Seguramente habrán varias posibilidades. Acá nos limitaremos a plantear una, que parece particularmente promisoria. En un contexto de inflación el dinero está perdiendo valor; esto genera un incentivo para usarlo rápidamente — provocándose así aún más inflación. Es necesario ofrecer un incentivo para ahorrar (y nos encontramos bajo el supuesto de que las facilidades permanentes no bastarán para subir suficientemente la tasa de interés). La emisión de deuda es en sí una buena idea; el problema potencial reside en la tasa ofrecida, que puede generar una posición larga en reservas bancarias, vale decir una situación en la que al vencimiento del período se debe emitir más deuda para compensar la inyección de dinero correspondiente al pago de intereses. La solución que sugerimos es ofrecer títulos de deuda a una tasa de interés real (vale decir corregida por inflación) menor o igual a cero, que en un contexto de inflación corresponderá a una tasa nominal positiva. Esto es incentivo suficiente para comprar tales títulos cuando las expectativas de inflación son altas, produciéndose el drenaje deseado. Podría ser interesante que tal instrumento bancario estuviera al alcance de la población en general, lo cual podría implementarse a través del Banco Estado (tras lo cual posiblemente otros bancos comenzarían a ofrecer productos similares). Pero no nos desviemos.

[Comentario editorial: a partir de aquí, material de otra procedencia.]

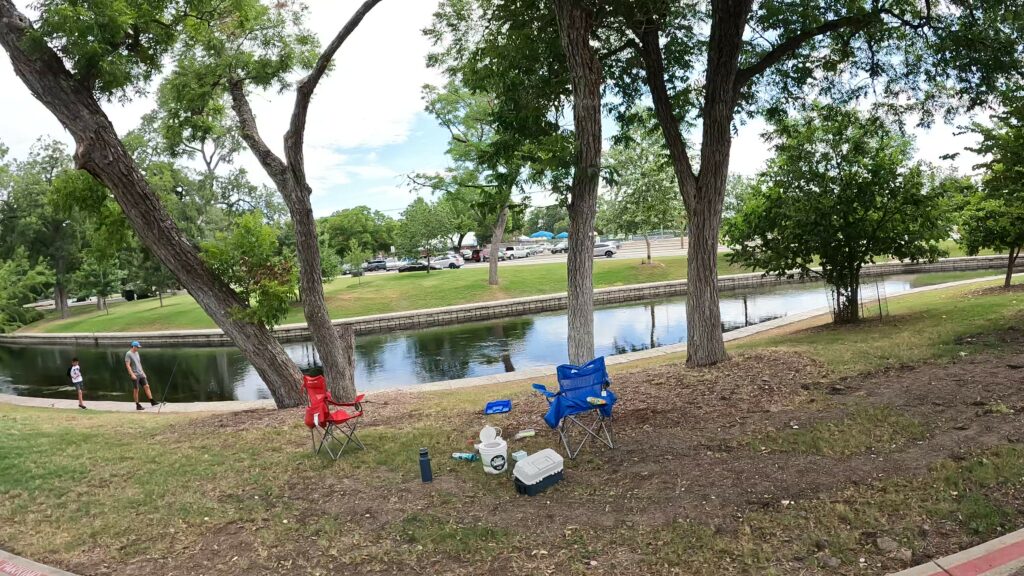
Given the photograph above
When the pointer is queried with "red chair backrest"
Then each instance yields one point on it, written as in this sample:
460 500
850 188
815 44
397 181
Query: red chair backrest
314 385
316 393
317 414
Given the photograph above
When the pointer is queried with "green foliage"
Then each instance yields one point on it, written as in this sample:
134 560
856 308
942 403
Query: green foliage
553 218
249 258
355 256
330 262
993 213
99 276
841 191
115 46
511 52
643 194
425 230
22 283
369 228
479 183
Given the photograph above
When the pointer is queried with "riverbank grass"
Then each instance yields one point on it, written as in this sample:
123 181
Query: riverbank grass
380 293
710 476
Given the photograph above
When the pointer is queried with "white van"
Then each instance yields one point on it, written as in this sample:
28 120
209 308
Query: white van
513 252
606 249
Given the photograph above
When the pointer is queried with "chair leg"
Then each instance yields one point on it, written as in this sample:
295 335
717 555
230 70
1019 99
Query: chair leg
600 429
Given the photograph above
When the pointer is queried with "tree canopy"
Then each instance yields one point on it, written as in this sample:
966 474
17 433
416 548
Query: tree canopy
842 190
993 213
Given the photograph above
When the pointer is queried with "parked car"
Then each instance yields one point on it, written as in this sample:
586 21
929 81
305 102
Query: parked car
513 252
448 260
606 249
414 266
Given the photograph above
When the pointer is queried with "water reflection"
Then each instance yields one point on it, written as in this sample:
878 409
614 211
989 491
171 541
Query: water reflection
400 358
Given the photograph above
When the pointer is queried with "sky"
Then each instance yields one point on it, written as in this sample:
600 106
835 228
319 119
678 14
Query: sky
367 128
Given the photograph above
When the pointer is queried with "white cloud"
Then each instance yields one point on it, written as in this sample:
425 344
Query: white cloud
370 99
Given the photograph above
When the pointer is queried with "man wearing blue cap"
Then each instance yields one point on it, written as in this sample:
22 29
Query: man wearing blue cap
134 365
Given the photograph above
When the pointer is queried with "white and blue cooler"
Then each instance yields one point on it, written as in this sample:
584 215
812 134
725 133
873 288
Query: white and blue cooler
538 471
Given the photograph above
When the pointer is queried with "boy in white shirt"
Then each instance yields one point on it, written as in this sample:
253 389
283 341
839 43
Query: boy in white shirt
75 373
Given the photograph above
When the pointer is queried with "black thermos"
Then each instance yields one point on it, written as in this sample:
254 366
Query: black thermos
425 474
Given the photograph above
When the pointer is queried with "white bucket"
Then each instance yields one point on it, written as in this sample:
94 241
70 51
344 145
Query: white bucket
495 455
494 450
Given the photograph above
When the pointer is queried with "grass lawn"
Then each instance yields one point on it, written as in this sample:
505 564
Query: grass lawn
800 456
382 293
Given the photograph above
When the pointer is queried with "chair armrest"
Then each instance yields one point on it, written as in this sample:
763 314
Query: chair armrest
355 403
544 389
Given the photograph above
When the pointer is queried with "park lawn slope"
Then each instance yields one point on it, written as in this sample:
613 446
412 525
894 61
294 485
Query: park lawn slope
797 457
382 293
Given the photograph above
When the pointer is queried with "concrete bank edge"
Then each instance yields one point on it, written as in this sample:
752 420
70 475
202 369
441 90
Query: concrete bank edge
480 311
534 372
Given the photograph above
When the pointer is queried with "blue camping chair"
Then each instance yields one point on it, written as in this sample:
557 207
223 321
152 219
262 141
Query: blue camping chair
581 392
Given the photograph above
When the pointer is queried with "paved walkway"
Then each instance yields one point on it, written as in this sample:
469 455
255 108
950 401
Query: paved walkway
525 374
11 565
1003 557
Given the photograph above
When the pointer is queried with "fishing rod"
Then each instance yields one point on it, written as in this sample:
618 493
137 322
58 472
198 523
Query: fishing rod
167 385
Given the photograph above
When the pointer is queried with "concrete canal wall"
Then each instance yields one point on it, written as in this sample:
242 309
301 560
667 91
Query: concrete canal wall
485 311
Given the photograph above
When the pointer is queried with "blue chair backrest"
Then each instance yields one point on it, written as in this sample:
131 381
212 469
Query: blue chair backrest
582 381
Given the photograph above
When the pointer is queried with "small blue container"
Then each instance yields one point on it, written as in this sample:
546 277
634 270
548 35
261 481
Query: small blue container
498 407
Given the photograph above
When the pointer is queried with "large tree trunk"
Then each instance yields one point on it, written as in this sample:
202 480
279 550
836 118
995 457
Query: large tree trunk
496 239
291 180
702 195
576 24
705 345
100 153
1011 261
338 366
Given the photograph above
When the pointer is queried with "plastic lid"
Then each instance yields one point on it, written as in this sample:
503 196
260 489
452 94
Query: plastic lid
488 434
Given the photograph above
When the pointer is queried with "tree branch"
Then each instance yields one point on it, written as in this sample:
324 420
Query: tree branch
273 165
304 92
792 44
650 53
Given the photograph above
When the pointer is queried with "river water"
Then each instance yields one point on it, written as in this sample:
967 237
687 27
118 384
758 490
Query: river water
406 358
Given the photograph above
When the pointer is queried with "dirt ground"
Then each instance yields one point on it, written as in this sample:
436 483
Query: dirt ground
682 455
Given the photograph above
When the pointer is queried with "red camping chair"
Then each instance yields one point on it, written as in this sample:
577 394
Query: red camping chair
323 422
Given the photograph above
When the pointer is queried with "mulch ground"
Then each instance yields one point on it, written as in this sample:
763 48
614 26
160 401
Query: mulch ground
679 457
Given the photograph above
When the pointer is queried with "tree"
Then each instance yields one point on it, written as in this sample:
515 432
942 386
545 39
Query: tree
248 45
371 229
485 171
709 65
842 190
22 283
355 256
151 275
99 276
553 218
74 57
330 261
35 215
643 195
425 230
993 214
576 29
249 257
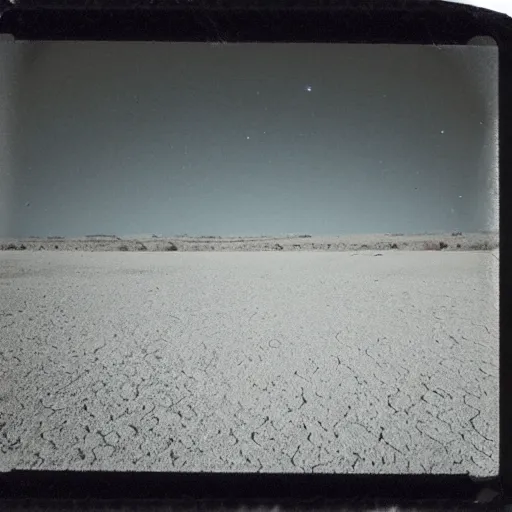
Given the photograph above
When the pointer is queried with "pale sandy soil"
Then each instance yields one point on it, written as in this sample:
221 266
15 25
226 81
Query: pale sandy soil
378 242
245 362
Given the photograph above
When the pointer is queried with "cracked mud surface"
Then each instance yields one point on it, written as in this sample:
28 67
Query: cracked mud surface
247 362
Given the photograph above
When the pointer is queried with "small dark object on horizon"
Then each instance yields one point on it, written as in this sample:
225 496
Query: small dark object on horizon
171 247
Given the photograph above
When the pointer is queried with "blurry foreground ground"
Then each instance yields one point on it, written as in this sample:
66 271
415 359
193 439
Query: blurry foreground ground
245 362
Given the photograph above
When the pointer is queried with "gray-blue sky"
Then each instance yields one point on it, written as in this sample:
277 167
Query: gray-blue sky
247 139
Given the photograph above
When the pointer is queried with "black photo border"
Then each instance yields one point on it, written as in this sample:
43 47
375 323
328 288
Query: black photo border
350 21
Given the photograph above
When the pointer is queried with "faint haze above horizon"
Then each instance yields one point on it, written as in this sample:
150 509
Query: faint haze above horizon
246 139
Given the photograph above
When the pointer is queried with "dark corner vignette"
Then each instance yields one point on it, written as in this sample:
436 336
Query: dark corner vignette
355 21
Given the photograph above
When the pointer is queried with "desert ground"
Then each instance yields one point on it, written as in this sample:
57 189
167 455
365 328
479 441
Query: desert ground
351 361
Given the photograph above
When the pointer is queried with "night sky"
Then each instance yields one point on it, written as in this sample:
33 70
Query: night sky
246 139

¿Cuál es el marco constitucional adecuado para generar este cambio? La constitución actual establece en su Artículo 109:
El Banco Central sólo podrá efectuar operaciones con instituciones financieras, sean públicas o privadas. De manera alguna podrá otorgar a ellas su garantía, ni adquirir documentos emitidos por el Estado, sus organismos o empresas.
Ningún gasto público o préstamo podrá financiarse con créditos directos o indirectos del Banco Central.
Esta es la interpretación políticamente interesada de la “independencia” a la que hemos aludido: una sumisión completa a las instituciones financieras. Es tan extrema que incluso excluye el QE que aplica el Banco Central Europeo. Bastaría con eliminar tales párrafos, o reemplazarlos por:
El Banco Central podrá emitir dinero en forma de fondos públicos, de manera autónoma e independiente. En modo alguno el Gobierno o el Congreso podrán incidir directa o indirectamente en el uso de dicha atribución. La administración de los fondos públicos emitidos por el Banco Central será atribución del Gobierno, de acuerdo a una ley orgánica constitucional.
En cuanto a las OMAs contractivas que deseamos reglamentar, bastaría con indicar:
En caso alguno el Banco Central podrá ofrecer o pagar una tasa de interés real positiva.
Estas dos modificaciones bastarían para desprivatizar el crédito social sin comprometer las facultades de control de la inflación que actualmente posee el Banco Central.